The IMAP investment reviews team collates and analyses the findings and recommendations of Gateway reviews and periodically publishes the results in a Lessons Learned report. These lessons learned are observations gained from Gateway reviews which highlight opportunities for project and programme management improvements in New Zealand Government agencies.
These lessons learned are observations gained from Gateway reviews which highlight opportunities for project and programme management improvements in New Zealand Government agencies.
To date four reports have been published - refer below:
The results presented in these four reports are an analysis of 188 Gateway reviews conducted across 86 projects and 41 agencies, from the inception of Gateway in New Zealand in May 2008 through to May 2016.
Good Practice
Positive lessons learned tend to emerge as projects progress to second and later reviews. In the period covered by this fourth report, seven projects were reviewed at Gate 4, 'Readiness for Service'. All have since successfully transitioned into service.
The review reports identified several other agencies with projects on track to deliver successful outcomes through sound programme and project management principles. These agencies generally share the following good practice fundamentals, which match many of Gateway's key themes:
- Projects strongly aligned with government and organisation policies and goals; project success criteria that clearly link objectives to outcomes, and clear links with agency key strategic priorities.
- Clear senior management and Ministerial ownership and leadership, including an engaged senior executive as Senior Responsible Owner (SRO).
- Clear governance arrangements and active governance oversight that ensures ongoing alignment with business objectives.
- Effective stakeholder engagement to help analyse, segment and appropriately engage the right people at the right time, with active management of critical stakeholder issues.
- Organisational commitment to good project/programme and risk management practice.
- A team with the necessary skills and expertise; the whole project organisation requires the appropriate skills, not just the project manager.
- Sound commercial knowledge of the supplier marketplace, linked to the requirements, and careful and appropriate management of the supplier over the contract term.
- Effective team integration between clients, the supplier team and the supply chain.
- Robust business cases with transparent underlying drivers, well-researched and rigorously analysed options, and clearly defined benefits with specific metrics and delivery timeframes.
- Effective financial control, including the application of earned value techniques as a means of tracking progress against financial expenditure and effort.
Key Themes
To date the Gateway reviews conducted in New Zealand have made a total of 2290 recommendations.
The lessons learned presented in the reports are grouped by key themes; the themes have remained fairly consistent over the Gateway reviews carried out in New Zealand to date, but the rankings are changing over time.

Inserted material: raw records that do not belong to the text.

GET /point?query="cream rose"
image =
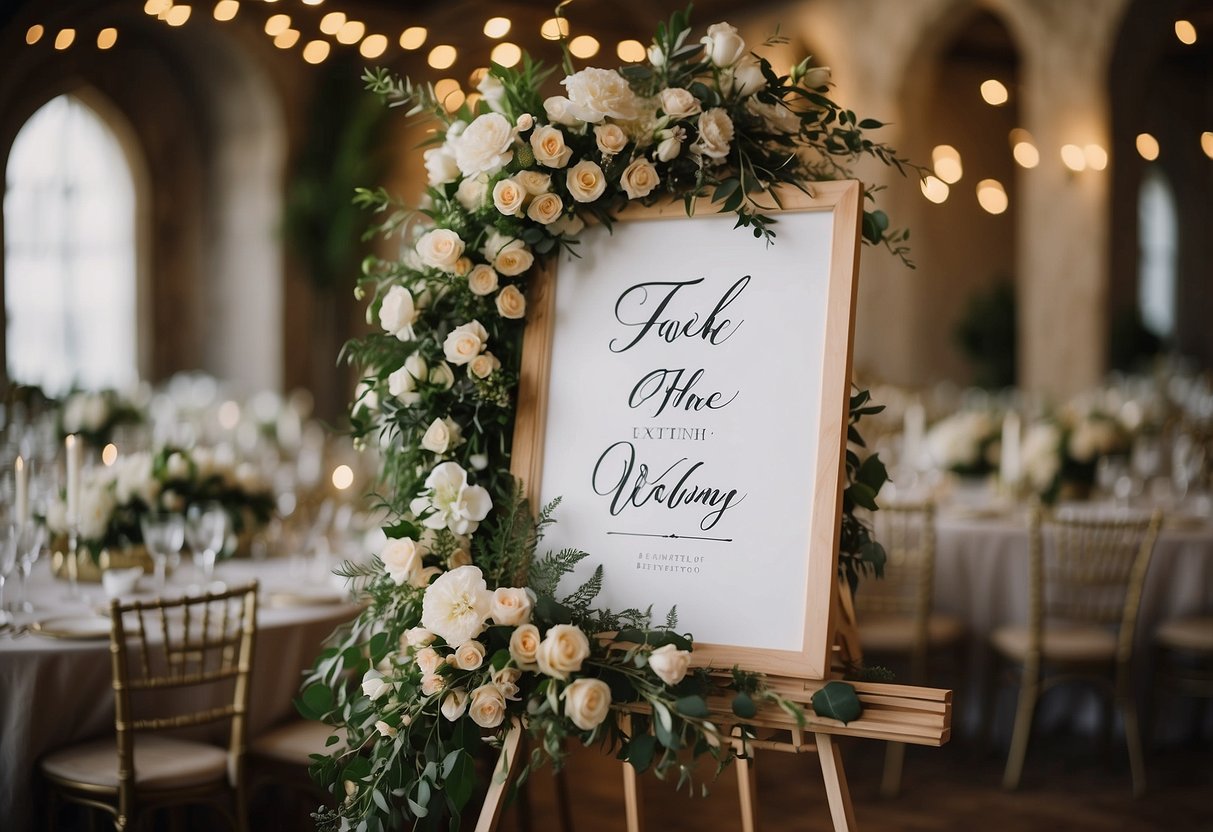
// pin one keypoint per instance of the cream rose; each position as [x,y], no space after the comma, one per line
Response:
[586,702]
[487,146]
[511,303]
[639,178]
[562,651]
[524,645]
[610,138]
[546,209]
[715,134]
[482,279]
[488,708]
[511,607]
[586,181]
[440,249]
[550,149]
[468,656]
[508,198]
[670,664]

The table below shows the themes, ranked in order of frequency of findings and showing the changes in emphasis over the three Lessons Learned reports:
Theme | |||
---|---|---|---|
Report 4, 2017 (Reviews 151-200) |
Report 3, 2015 (Reviews 101-150) |
Report 2, 2013 (Reviews 051-100) |
|
1 | Governance | Governance | Business Case |
2 | RAID (Risks, Assumptions, Issues, Dependencies) | Sourcing strategy/ management | Risk & issue management |
3 | Business case | Business case | Governance |
4 | Transition into srvice | Risk & issue management | Sourcing strategy/management |
5 | Sourcing strategy/management | Programme/Project management | Transition into service |
6 | Programme & Project Management | Stakeholder management | Programme & Project management |
7 | Stakeholder management | Resourcing | Resourcing |
8 | Resourcing | Benefits realisation | Stakeholder management |
9 | Benefits realisation & management | Transition into service | Benefits realisation |
10 | Management of change | Programme/Project planning | Management of change |
11 | Financial planning & management | Management of change | Programme/Project planning |
12 | Programme/project planning | Capturing lessons learned | Financial management |
13 | Capturing lessons learned | Methodology | Methodology |
14 | Methodology | Financial management | Dependency management |
Analysis of the changes in theme ranking identifies some key issues:
- Governance is a significant and growing concern, in part because the increasing trend towards large complex multi-agency and all-of-government projects requires a lift in capability. There are significant concerns that expectations are exceeding capability in this area.
- RAID (Risks, Assumptions, Issues and Dependencies) management is a consistently weak area in the majority of projects reviewed.
- Although the number of recommendations around Business Cases has dropped since the introduction of Better Business Cases (BBC), it remains a key theme and there is still significant uncertainty about use of the BBC process.
- Concerns continue around the application of core project and programme management disciplines with a startling proportion (65%) of recommendations showing a lack of maturity in these areas.
Gateway Lessons Learned analysis, with information derived from other central agency processes[1] contributes to the Treasury’s understanding of the issues, underlying problems and trends in government projects and has helped to identify key areas of focus for the Corporate Centre.
Notes
- [1] Eg Major Projects Monitoring and Portfolio Performance data collection, Investor Confidence Rating.